Ka Hsaw Wa

1999 Goldman Prize Recipient

  • Myanmar
  • Drilling & Mining

Ka Hsaw Wa fled Rangoon after being tortured for opposing a brutal military government and documented thousands of criminal and human rights abuses by the government related to construction of the Yadana petroleum pipeline.

Ka Hsaw Wa was born a member of the Karen, one of Burma’s many ethnic minorities that has long been discriminated against by the ruling military regime in Burma. In 1988, when he was just 18 years old, Ka Hsaw Wa joined a massive student demonstration, demanding human rights, democracy, and an end to military rule. He was arrested and tortured for three days. The nationwide, peaceful protests ended in violence when the military dictatorship killed an estimated 10,000 people in one of the most ruthless and bloody crackdowns in recent history.

Ka Hsaw Wa was forced to flee his home and go into hiding in the deep forests near the Thai border, where he discovered that human rights abuses against Burmese minorities were extensive. Soon he realized how intimately these abuses were connected to the exploitation of natural resources.

In order to acquire the foreign currency needed to maintain its illegitimate hold on power, the military junta sold huge logging, fishing, and gem concessions, as well as a major natural gas concession with its related overland pipeline. In pursuing these projects, the military has committed a variety of severe and pervasive human rights violations. Ka Hsaw Wa traveled to militarized areas, often at great risk to his life, in order to document the destruction and abuse. In 1995, he co-founded EarthRights International (ERI) with the express purpose of exposing and raising awareness of the inextricable links between human rights and environmentalism in Burma and beyond.

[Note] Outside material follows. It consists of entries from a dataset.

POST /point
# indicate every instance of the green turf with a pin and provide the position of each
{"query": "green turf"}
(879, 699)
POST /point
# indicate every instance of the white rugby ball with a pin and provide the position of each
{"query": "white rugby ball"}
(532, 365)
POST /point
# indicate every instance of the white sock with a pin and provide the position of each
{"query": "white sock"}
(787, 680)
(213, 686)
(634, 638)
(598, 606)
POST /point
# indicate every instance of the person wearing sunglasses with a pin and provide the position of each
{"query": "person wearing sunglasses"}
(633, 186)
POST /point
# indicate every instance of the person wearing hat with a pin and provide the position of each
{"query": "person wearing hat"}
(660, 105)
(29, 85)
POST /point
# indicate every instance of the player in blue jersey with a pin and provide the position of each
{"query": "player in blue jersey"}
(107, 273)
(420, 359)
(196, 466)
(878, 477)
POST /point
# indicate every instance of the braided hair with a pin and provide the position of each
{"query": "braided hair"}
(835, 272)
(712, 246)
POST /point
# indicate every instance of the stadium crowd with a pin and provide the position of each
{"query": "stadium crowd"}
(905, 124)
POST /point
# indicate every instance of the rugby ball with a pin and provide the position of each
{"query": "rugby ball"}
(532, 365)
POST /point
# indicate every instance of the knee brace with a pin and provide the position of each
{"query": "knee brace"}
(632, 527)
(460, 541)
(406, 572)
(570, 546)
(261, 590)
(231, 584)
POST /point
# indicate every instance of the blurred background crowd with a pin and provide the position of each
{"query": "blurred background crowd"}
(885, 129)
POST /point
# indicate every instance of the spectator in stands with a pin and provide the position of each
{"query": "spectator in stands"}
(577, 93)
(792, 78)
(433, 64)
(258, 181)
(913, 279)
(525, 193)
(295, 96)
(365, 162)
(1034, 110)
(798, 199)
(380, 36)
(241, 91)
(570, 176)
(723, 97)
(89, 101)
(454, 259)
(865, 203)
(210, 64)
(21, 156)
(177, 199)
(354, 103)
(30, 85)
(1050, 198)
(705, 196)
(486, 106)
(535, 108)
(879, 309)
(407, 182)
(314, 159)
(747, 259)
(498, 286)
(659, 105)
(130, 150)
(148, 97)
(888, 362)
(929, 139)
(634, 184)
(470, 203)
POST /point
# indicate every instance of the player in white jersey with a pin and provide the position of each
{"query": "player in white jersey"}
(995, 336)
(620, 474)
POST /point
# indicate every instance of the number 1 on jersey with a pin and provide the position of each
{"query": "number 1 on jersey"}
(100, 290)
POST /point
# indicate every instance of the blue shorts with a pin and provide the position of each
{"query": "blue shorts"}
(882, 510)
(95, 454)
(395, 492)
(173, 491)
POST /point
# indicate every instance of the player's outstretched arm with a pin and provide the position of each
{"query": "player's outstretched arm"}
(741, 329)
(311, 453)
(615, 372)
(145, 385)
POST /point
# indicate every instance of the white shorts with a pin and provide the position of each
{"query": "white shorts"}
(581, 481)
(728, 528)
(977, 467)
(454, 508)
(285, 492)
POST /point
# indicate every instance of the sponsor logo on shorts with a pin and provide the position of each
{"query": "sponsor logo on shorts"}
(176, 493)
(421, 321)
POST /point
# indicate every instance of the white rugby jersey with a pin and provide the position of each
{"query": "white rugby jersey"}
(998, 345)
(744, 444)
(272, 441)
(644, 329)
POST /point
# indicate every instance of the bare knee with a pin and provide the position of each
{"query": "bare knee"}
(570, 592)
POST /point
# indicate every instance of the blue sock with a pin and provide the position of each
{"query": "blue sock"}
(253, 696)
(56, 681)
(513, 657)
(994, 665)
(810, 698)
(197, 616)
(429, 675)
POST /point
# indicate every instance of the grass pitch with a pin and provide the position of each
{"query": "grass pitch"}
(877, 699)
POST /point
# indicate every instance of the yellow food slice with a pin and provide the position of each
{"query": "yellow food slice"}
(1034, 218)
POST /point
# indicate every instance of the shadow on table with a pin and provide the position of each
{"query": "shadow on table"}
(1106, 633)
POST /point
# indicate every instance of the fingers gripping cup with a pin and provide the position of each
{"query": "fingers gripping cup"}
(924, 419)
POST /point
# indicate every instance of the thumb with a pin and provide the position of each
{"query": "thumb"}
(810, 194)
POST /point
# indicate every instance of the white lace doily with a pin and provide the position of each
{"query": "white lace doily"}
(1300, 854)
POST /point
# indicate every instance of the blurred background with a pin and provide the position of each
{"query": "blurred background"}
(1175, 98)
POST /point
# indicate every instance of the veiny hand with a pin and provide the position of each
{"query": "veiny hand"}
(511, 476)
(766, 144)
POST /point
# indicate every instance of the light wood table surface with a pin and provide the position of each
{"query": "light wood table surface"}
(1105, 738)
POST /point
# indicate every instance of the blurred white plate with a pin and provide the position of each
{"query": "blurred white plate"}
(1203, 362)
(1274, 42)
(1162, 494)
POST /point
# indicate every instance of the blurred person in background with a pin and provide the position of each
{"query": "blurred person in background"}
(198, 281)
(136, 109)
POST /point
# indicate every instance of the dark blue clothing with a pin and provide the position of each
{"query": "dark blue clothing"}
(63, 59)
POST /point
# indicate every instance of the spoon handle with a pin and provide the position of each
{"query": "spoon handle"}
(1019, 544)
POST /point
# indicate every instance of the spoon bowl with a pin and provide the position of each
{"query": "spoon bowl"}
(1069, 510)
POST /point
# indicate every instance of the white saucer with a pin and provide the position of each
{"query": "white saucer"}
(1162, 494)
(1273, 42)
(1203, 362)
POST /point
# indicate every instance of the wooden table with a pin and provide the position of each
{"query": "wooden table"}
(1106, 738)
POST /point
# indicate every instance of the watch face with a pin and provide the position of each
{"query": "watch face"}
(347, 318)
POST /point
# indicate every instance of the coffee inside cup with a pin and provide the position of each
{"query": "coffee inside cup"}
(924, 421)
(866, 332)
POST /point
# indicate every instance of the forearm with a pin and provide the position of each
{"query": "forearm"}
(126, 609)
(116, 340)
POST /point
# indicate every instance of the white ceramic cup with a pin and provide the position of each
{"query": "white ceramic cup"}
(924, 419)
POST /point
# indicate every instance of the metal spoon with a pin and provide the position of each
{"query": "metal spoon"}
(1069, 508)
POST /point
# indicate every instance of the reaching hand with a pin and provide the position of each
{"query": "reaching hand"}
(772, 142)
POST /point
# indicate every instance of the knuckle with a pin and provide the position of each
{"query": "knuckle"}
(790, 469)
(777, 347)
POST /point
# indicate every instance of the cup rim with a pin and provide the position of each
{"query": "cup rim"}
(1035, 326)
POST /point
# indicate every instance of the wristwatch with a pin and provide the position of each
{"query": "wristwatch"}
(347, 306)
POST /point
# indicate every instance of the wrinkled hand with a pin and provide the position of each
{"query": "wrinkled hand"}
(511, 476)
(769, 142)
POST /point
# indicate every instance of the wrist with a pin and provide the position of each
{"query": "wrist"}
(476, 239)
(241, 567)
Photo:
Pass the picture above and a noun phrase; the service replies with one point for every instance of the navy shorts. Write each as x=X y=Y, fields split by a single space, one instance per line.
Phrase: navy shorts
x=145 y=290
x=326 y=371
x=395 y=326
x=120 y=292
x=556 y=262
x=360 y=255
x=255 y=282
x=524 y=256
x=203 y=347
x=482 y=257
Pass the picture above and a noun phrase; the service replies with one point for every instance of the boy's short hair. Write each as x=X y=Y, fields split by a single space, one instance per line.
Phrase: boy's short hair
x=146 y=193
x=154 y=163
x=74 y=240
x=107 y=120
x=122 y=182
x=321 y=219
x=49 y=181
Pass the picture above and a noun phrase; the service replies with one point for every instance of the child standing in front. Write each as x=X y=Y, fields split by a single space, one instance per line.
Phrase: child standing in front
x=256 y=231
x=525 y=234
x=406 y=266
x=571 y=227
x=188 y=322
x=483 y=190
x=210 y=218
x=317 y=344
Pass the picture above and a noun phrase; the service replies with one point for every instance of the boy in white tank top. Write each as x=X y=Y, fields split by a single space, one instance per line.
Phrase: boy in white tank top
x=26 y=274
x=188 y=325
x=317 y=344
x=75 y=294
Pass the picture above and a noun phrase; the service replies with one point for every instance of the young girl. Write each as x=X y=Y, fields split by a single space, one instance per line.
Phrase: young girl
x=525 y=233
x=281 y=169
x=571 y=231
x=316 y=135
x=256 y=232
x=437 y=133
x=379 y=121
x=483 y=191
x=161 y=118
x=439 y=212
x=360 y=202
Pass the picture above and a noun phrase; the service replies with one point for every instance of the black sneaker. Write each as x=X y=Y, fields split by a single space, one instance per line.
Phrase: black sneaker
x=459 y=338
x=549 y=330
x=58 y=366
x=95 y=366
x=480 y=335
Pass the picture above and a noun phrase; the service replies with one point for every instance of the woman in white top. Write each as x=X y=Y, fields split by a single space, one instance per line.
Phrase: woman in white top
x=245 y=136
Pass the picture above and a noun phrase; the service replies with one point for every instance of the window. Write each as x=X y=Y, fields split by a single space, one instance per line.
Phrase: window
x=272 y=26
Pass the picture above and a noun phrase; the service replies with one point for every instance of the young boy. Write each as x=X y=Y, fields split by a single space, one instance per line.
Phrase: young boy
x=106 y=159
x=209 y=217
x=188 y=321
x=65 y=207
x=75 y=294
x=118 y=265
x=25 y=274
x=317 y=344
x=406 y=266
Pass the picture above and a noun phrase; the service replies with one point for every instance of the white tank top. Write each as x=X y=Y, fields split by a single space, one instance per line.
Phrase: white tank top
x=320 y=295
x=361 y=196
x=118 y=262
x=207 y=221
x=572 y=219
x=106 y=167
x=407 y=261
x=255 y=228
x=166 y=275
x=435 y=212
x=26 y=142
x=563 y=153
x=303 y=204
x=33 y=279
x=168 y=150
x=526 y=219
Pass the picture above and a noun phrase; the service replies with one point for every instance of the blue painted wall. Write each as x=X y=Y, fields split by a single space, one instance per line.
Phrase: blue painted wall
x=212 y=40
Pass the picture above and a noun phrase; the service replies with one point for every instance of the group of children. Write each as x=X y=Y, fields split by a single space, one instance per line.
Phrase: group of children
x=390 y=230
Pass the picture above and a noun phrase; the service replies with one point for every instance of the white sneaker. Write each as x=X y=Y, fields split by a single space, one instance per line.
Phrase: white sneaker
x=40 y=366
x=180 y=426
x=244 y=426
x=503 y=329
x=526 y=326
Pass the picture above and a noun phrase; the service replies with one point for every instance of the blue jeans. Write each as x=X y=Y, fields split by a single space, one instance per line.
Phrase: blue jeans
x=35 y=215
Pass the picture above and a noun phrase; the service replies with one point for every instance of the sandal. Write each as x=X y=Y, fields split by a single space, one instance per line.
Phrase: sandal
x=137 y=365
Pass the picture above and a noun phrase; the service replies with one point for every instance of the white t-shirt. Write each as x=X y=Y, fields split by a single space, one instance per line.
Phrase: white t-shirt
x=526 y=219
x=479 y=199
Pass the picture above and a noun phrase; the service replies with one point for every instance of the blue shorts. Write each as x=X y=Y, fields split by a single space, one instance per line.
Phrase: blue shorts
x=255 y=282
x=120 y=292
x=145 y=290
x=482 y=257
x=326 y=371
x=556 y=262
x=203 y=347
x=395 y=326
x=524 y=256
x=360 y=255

Since the early 1990s, Ka Hsaw Wa has interviewed more than 1,000 victims and witnesses of human rights and environmental abuses, and delivered this information to the international community. He has provided one of the only sources of information about how the Burmese army arbitrarily detains, tortures, rapes, intimidates, and summarily executes indigenous villagers in the name of development. He has also documented how the army forcibly relocates villages and made villagers work as laborers. Ka Hsaw Wa trained a team of monitors who have been documenting these abuses, as well as the increased logging, hunting of elephants and tigers, and illegal wildlife trade.

Much of Ka Hsaw Wa’s work has focused on documenting human rights and environmental abuses associated with the Yadana Gas Pipeline Project—the largest foreign investment in Burma. The pipeline project involves a consortium including transnational corporations UNOCAL (US) and Total (France) which have contracted with the Burmese army to provide security for the project. The project traverses the Tenasserim rainforest, inhabited by diverse ethnic peoples and home to the tiger, the Asian elephant, the rhinoceros, and many other rare and endangered species.

The information that Ka Hsaw Wa has collected has been one of the only sources of documentation from the pipeline region of Burma, and has formed the basis for numerous reports, testimonies, and a groundbreaking lawsuit in US federal court. This lawsuit made legal history by being the first case in which a US judge granted jurisdiction over a private company for human rights abuses abroad. In 1998, his efforts helped block a World Bank guarantee for a multi-million dollar loan intended to build a Thai power plant that would process Yadana gas. Because of opposition to the pipeline, the Yadana gas pipeline missed its start date of July 1, 1998.